Bettina Platt (Aberdeen University): I feel we need to make a clearer distinction between the amyloid hypothesis and the plaque hypothesis. I think we don't understand what plaque formation really means. I think in some people it may be beneficial to deposit amyloid into plaques, which is why we see elderly people who are doing cognitively well and they have masses of plaques, but for other patients this may not be the case. I think some of the blame has to lie with scientific communities, but also pharmaceutical companies who are still pushing for reduction of plaque load, which forces people to work with models which have high plaque loads, whether they have a cognitive phenotype or not. Obviously, we don't have time to work with animal models which need to age for 15/20 months, no funding body will give you money for such a model, which causes a big problem in the AD field.
Colm Cunningham (Trinity College Dublin): I would like some feedback on the idea of co-morbidity. We know that, as people age, many of them have amyloid in the brain and don't suffer dementia.
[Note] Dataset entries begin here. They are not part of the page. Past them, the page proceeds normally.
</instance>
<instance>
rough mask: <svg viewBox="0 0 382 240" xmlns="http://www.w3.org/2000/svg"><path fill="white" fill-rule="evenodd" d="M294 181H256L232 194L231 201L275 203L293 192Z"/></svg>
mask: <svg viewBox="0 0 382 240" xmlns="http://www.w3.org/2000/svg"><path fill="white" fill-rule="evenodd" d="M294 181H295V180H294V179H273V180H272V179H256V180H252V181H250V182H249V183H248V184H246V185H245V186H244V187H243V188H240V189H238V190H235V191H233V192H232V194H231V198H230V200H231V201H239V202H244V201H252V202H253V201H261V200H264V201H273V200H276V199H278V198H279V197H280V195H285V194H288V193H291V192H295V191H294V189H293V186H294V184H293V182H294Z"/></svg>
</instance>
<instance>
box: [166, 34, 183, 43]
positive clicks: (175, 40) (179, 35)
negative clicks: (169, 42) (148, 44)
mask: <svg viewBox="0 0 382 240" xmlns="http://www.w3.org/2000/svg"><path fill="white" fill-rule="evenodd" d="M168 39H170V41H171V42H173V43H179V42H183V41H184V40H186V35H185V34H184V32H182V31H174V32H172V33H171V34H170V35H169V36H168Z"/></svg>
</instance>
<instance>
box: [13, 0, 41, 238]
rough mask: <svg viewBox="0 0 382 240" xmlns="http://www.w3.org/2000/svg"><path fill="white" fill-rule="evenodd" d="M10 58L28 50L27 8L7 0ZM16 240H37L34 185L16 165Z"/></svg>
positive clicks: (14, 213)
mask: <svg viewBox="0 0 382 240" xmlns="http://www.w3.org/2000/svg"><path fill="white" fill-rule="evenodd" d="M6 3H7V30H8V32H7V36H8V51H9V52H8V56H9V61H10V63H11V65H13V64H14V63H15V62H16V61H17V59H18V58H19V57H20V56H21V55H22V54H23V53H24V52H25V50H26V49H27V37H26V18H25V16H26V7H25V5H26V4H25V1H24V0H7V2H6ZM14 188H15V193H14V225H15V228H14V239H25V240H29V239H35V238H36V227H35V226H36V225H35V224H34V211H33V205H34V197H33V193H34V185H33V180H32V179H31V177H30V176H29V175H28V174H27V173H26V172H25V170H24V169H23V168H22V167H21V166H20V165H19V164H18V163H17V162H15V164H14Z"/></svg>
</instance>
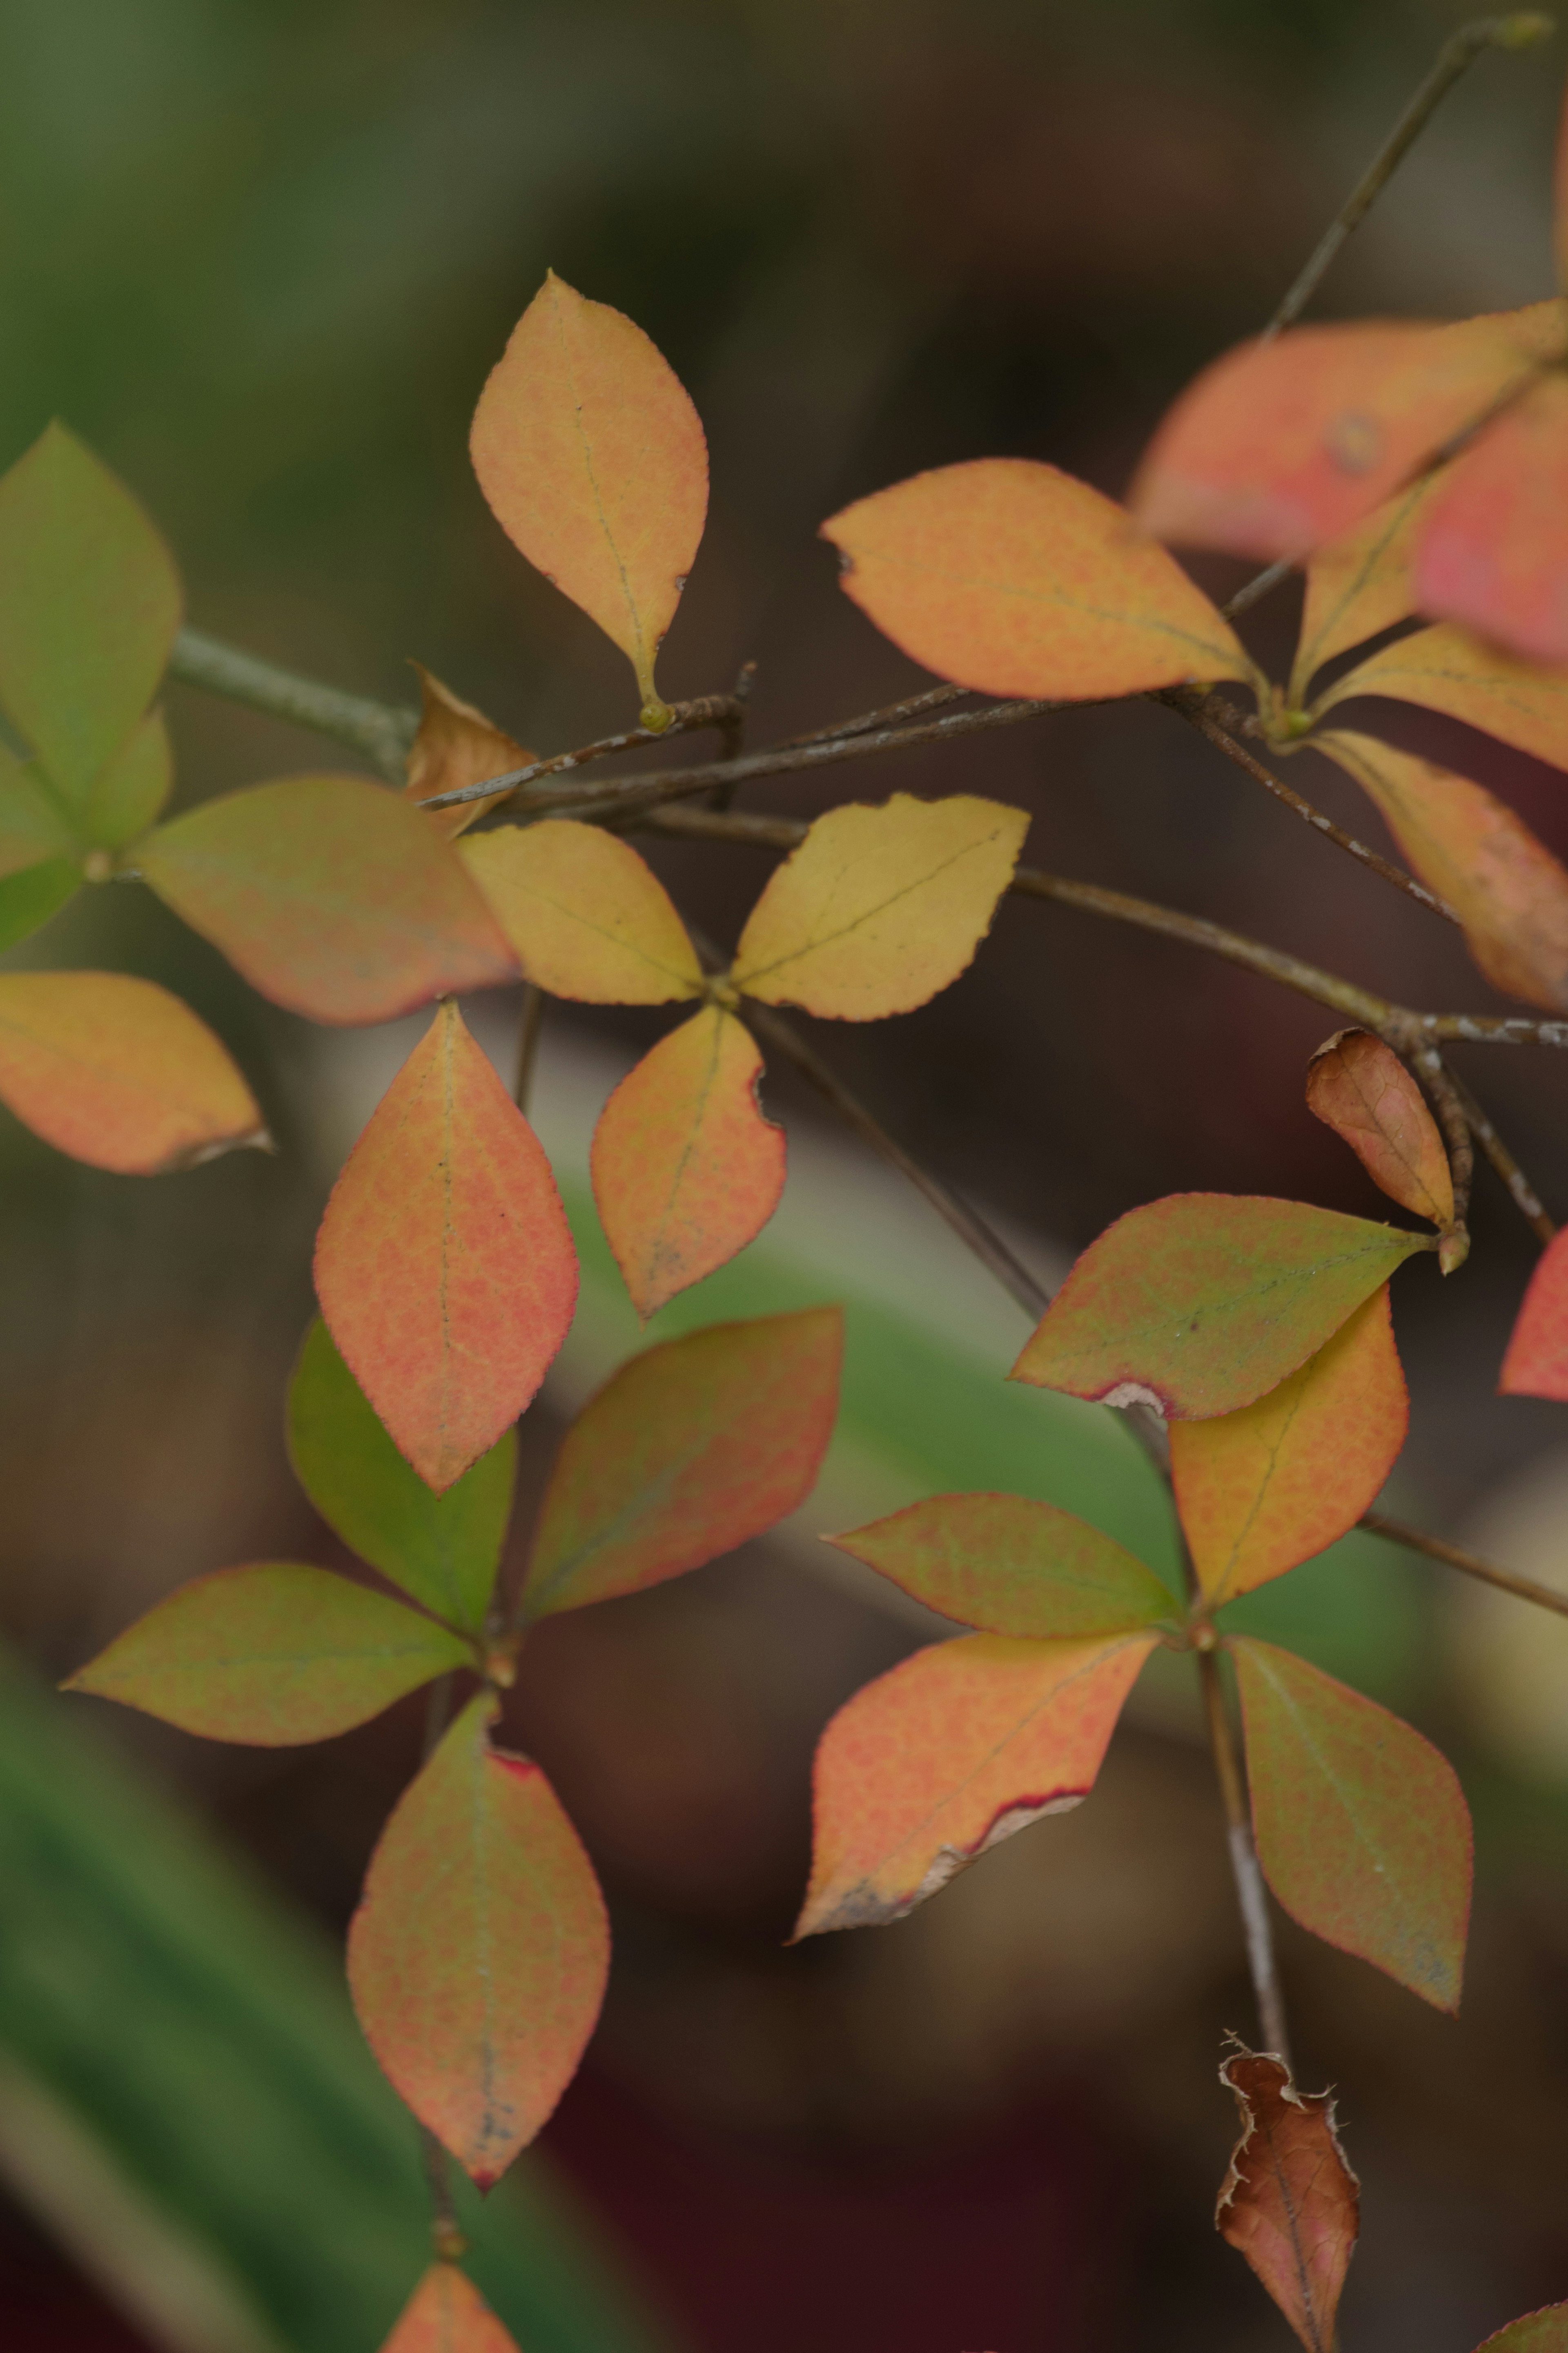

There is a lot of co-morbidity in those that go on to dementia. It's interesting that in the animal models which haven't really delivered neurodegeneration, the answer typically is to put another mutation in or overexpress another gene, so that we now have animal models with lots of mutations, but no AD patients carry all of these mutations. There are very few investigations into whether there is a single mutation and then a co-morbidity, such as diabetes.
JH: I agree. Five years ago, none of these factors would have been discussed; however, a number of the talks at this meeting have discussed the issue of co-morbidity. I believe that co-morbidity is the rule and not the exception.
Christian Hölscher (Ulster University): I agree that AD is a multifactorial disease and it has many facets, and so all of these points are important and there may be a huge collection of patients who are affected on a number of different levels. I think that it is clear that we need to investigate all of the different mechanisms that lead to the common clinical symptoms.
SL: can the two Johns finish by commenting on this. The drug discovery programme has been using these animal models for 15 years or so. If you knew then what we know now, would you have done anything different?
JH: No, I wouldn't. If I was a young researcher now, I would try to work out what the function of APP is.
JM: I don't think I would have done what they did, because they didn't have enough knowledge and we still don't. Part of the purpose of this meeting is to make you all go away and think. I would like to know about synaptic homoeostasis in these diseases, as well as neuronal death, because everyone says synaptic dysfunction comes first, but are they right? If they are, how do synapses work and how do they communicate with each other and, if they do disappear, could you slow it down? And also, I would like to understand biochemical mechanisms which are involved with cell survival and death. If you knew much more about these processes, then you could identify new targets for disease.